27/08/2025
🇹🇩 | De Kouribougoudi à Singapour : enquête sur le pillage planifié de l’or et de l’antimoine tchadien
Tout commence dans la poussière rouge des mines de Kouribougoudi au Tibesti, dans les trous béants de Tchaka au Batha, ou encore dans les galeries improvisées d’Aouzou. Des centaines de jeunes creuseurs, travaillant à mains nues ou avec des outils rudimentaires, extraient au péril de leur vie quelques grammes d’or ou des sacs d’antimoine. Mais derrière ces scènes de misère se cache une mécanique implacable qui transforme leur sueur en milliards de dollars, captés par un cercle restreint de généraux, d’intermédiaires étrangers et de proches du pouvoir. L’or, dès qu’il quitte le sol, prend l’avion vers Dubaï, où des négociants émiratis basés à Sharjah se chargent de blanchir le métal précieux, comme ils le font déjà pour une partie des ressources du Soudan. L’antimoine, lui, s’entasse dans des conteneurs expédiés discrètement depuis Douala vers les ports chinois de Guangzhou et Shenzhen, via des sociétés-écrans pilotées par des Chinois et des Turcs liés à des circuits mafieux.
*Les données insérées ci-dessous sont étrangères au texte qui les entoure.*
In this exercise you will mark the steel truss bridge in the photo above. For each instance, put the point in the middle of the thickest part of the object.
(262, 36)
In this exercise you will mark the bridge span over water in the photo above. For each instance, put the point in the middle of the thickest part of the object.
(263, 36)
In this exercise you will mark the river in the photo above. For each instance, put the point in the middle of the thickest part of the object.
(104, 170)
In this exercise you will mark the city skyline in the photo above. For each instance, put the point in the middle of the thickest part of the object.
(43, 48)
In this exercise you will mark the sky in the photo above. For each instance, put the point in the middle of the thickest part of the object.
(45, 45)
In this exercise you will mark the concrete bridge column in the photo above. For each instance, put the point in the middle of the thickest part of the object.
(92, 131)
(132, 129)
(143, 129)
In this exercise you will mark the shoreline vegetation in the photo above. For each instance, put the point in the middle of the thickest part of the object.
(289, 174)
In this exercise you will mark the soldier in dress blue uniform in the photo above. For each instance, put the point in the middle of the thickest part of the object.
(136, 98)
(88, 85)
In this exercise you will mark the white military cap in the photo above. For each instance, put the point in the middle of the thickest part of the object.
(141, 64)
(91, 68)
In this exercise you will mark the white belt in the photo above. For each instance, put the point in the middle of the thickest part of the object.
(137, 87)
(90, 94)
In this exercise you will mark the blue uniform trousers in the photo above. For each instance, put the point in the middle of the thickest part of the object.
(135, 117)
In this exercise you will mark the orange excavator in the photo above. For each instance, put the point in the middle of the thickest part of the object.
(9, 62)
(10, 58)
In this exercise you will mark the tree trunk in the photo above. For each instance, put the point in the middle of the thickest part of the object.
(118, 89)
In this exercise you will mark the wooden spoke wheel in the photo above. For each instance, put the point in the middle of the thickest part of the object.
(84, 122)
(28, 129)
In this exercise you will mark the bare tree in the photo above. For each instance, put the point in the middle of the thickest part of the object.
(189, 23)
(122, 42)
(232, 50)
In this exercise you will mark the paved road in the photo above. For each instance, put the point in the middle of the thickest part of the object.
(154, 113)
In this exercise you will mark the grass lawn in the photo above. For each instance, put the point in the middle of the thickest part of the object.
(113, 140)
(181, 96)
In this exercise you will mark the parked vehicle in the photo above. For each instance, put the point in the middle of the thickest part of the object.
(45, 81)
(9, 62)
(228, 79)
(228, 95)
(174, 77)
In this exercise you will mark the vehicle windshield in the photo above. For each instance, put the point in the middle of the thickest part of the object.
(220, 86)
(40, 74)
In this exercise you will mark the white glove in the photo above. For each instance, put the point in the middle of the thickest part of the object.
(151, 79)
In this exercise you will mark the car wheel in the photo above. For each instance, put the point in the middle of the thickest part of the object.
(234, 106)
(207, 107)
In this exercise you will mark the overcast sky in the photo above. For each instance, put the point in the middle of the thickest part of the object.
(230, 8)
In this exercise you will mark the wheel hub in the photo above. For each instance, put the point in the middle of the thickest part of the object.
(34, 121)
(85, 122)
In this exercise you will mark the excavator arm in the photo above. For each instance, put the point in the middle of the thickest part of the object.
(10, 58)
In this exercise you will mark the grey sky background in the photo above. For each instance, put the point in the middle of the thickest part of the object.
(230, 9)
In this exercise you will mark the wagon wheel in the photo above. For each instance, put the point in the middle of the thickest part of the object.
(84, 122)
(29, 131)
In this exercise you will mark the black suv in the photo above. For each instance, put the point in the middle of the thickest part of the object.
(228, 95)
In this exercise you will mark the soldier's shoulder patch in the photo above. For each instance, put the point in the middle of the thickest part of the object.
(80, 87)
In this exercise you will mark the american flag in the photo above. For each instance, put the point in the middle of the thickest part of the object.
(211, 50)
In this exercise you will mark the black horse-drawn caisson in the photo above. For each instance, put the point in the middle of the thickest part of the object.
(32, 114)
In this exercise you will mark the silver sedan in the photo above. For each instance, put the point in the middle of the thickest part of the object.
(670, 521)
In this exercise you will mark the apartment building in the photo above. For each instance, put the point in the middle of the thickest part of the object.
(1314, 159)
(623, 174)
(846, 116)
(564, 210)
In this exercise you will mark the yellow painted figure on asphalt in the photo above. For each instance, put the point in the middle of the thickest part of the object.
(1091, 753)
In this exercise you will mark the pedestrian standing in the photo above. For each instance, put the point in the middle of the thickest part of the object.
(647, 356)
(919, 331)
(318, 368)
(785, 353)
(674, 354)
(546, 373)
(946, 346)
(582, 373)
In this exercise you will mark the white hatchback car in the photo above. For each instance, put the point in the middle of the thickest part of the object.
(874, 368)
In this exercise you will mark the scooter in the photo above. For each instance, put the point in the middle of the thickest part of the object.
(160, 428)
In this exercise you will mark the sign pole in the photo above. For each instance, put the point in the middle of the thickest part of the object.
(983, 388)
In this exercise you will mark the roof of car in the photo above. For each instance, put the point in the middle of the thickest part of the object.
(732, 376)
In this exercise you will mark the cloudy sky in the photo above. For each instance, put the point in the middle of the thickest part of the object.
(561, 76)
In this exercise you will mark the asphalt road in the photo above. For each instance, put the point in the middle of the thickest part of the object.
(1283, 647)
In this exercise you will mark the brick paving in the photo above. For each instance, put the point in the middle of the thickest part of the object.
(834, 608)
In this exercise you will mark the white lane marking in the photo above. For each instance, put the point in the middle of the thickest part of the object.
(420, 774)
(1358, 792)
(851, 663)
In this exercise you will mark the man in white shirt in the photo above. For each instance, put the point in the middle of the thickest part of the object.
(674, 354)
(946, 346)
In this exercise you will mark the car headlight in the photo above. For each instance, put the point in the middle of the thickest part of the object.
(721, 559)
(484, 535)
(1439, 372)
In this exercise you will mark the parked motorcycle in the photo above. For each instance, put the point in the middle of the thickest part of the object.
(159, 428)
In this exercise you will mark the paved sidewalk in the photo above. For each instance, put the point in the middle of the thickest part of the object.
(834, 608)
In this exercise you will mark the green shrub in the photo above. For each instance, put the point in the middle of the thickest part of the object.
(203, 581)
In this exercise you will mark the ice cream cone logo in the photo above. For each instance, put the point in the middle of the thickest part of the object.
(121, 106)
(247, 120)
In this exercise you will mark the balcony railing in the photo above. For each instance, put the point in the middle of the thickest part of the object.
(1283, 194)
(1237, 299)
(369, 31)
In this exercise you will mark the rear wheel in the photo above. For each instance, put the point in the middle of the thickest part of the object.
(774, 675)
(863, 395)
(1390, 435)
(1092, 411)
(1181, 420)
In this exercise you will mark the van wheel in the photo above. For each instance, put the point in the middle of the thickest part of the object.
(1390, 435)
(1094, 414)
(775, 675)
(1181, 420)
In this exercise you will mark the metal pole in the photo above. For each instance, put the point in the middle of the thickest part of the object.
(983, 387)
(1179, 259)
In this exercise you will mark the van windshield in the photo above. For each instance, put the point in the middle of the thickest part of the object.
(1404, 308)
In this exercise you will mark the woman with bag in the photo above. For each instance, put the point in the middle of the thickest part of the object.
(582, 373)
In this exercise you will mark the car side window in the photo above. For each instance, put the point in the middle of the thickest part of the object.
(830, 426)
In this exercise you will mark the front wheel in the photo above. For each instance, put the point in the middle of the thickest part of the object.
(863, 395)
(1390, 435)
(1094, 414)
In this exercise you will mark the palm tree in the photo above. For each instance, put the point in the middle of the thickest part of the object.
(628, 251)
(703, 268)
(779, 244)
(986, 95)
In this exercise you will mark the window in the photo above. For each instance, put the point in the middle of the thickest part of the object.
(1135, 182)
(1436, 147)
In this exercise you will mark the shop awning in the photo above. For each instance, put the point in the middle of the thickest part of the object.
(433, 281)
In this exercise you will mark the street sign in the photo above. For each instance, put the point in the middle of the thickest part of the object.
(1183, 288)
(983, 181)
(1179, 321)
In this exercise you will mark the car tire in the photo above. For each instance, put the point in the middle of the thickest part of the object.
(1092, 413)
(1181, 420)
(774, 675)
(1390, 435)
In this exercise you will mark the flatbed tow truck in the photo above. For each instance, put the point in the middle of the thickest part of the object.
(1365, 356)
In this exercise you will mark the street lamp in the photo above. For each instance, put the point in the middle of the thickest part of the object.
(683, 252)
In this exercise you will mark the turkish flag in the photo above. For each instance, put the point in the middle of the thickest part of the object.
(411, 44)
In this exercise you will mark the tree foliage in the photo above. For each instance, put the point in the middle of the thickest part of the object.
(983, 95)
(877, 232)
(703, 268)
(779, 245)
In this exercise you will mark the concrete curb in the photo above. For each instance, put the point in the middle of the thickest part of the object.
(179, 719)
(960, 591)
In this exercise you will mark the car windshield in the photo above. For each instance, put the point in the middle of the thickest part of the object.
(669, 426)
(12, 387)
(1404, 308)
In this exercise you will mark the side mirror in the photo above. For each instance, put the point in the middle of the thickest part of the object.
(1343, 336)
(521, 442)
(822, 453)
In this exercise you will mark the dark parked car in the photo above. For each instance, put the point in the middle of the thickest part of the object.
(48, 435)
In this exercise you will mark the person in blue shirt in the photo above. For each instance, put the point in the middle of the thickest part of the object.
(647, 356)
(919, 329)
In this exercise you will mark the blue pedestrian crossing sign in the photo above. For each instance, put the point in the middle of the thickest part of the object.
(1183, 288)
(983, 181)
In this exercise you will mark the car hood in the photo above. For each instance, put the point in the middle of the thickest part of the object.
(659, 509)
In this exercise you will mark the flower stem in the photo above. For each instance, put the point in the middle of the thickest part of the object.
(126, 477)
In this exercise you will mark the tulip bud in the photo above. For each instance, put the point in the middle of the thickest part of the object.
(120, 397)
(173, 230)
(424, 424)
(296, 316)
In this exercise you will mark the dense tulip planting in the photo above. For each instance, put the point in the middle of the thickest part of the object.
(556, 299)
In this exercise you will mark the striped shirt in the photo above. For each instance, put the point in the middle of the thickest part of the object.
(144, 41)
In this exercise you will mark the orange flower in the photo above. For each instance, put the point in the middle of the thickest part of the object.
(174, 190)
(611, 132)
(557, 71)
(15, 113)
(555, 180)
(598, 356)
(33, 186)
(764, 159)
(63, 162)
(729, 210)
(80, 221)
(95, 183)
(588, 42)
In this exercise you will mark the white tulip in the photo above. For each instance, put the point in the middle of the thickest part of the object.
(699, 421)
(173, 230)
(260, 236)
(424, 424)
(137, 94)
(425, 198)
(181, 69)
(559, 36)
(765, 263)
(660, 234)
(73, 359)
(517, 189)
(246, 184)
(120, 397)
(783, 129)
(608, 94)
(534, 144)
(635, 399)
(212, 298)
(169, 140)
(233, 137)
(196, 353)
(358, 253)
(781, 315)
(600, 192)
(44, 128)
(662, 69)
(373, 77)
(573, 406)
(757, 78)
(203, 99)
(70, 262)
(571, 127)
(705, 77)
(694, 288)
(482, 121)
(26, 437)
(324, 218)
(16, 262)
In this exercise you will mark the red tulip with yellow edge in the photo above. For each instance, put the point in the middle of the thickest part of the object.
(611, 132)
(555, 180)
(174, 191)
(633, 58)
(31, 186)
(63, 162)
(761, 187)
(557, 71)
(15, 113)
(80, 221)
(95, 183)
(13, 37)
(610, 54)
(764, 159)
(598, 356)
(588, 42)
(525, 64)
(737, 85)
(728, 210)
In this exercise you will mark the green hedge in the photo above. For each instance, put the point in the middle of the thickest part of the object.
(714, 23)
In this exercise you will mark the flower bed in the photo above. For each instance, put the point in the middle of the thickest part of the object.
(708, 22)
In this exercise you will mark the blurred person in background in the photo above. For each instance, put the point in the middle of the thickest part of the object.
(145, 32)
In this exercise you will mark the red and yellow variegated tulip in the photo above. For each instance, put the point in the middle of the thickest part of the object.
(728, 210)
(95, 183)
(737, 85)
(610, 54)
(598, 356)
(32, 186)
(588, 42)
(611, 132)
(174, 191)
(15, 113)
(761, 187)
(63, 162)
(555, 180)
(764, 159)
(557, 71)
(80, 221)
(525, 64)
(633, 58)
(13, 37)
L’argent qui résulte de ces transactions suit un chemin autrement plus tortueux que celui des minerais. Selon des sources proches de la présidence et du milieu bancaire local, le partage est réglé comme une comptabilité occulte : une part va au général Bèguera Charfadine, sous le prétexte de « fonctionnement de la SONEMIC » ; une autre part se disperse entre les groupes mafieux de généraux qui se servent directement à la source ; enfin, la plus grande part revient au président Mahamat Kaka. L’antimoine vendu en Chine est payé par l’intermédiaire de Zhang Wei et Liu Yong, deux négociants chinois qui opèrent via des sociétés-écrans comme Golden Dragon Trading Ltd, domiciliée aux îles Vierges britanniques, et qui utilisent la Bank of East Asia (BEA) de Hong Kong pour transférer les fonds. Depuis Hong Kong, l’argent rebondit à Abu Dhabi, logé à l’Abu Dhabi Commercial Bank (ADCB), où une partie sert à graisser les réseaux émiratis qui ferment les yeux sur ces opérations.
C’est là que le système prend une dimension mondiale. La part présidentielle se divise elle-même en deux flux. Une fraction part à Singapour, sur un compte offshore de Mahamat Kaka ouvert à la United Overseas Bank (UOB) et géré par le général Goudjé Gueilleh Hemchi, directeur adjoint de l’ANS, qui s’est reconverti en banquier clandestin du chef de l’État. L’autre revient à Abou Dhabi, où réside une partie de la famille présidentielle, transitant par la First Abu Dhabi Bank (FAB) sous la supervision de Mahamat Saleh Abdeldjelil, conseiller spécial de Mahamat Kaka. C’est lui qui orchestre le retour des fonds vers N’Djamena, en liquide et en devises fortes, transportées par valises diplomatiques ou via des sociétés de fret créées pour l’occasion.
Les circuits se cachent derrière une jungle d’entreprises enregistrées dans des paradis fiscaux. On retrouve des noms anodins comme Sahara Investments Ltd ou Blue Desert Trading, domiciliés au Panama, aux Seychelles ou aux Caïmans. Derrière ces façades, c’est l’argent du peuple tchadien qui circule, lavé, réinjecté et redistribué à un cercle toujours plus restreint. Et comme pour verrouiller l’édifice, le régime place systématiquement ses proches aux postes stratégiques : Nasser Taha Abdeldjelil, neveu de Mahamat Saleh, comme directeur adjoint de la SONEMIC, et Mahamat Gueilleh Hemchi, frère du directeur adjoint de l’ANS, à la tête de la raffinerie de Djermaya. Les institutions nationales deviennent ainsi des filiales privées, servant à couvrir un trafic qui n’a rien d’illégal aux yeux du pouvoir, puisqu’il est le pouvoir.
Pendant ce temps, le peuple tchadien meurt de faim et de soif. Dans les hôpitaux, les malades gisent sur des nattes, faute de lits, sans médicaments ni perfusions. Dans les écoles, des enfants s’entassent à cinquante par classe, souvent assis à même le sol, sans manuels ni tableaux. Les fonctionnaires survivent sans salaires réguliers, tandis que les prix flambent dans les marchés. Cette misère quotidienne, face aux milliards qui s’évaporent entre Hong Kong, Dubaï et Singapour, n’est pas seulement une injustice : c’est une raison de plus, et sans doute une raison de trop, à la révolte.
Les enquêtes de TchadOne se poursuivent, et les prochains volets dévoileront d’autres preuves accablantes sur un pillage que plus personne ne peut nier.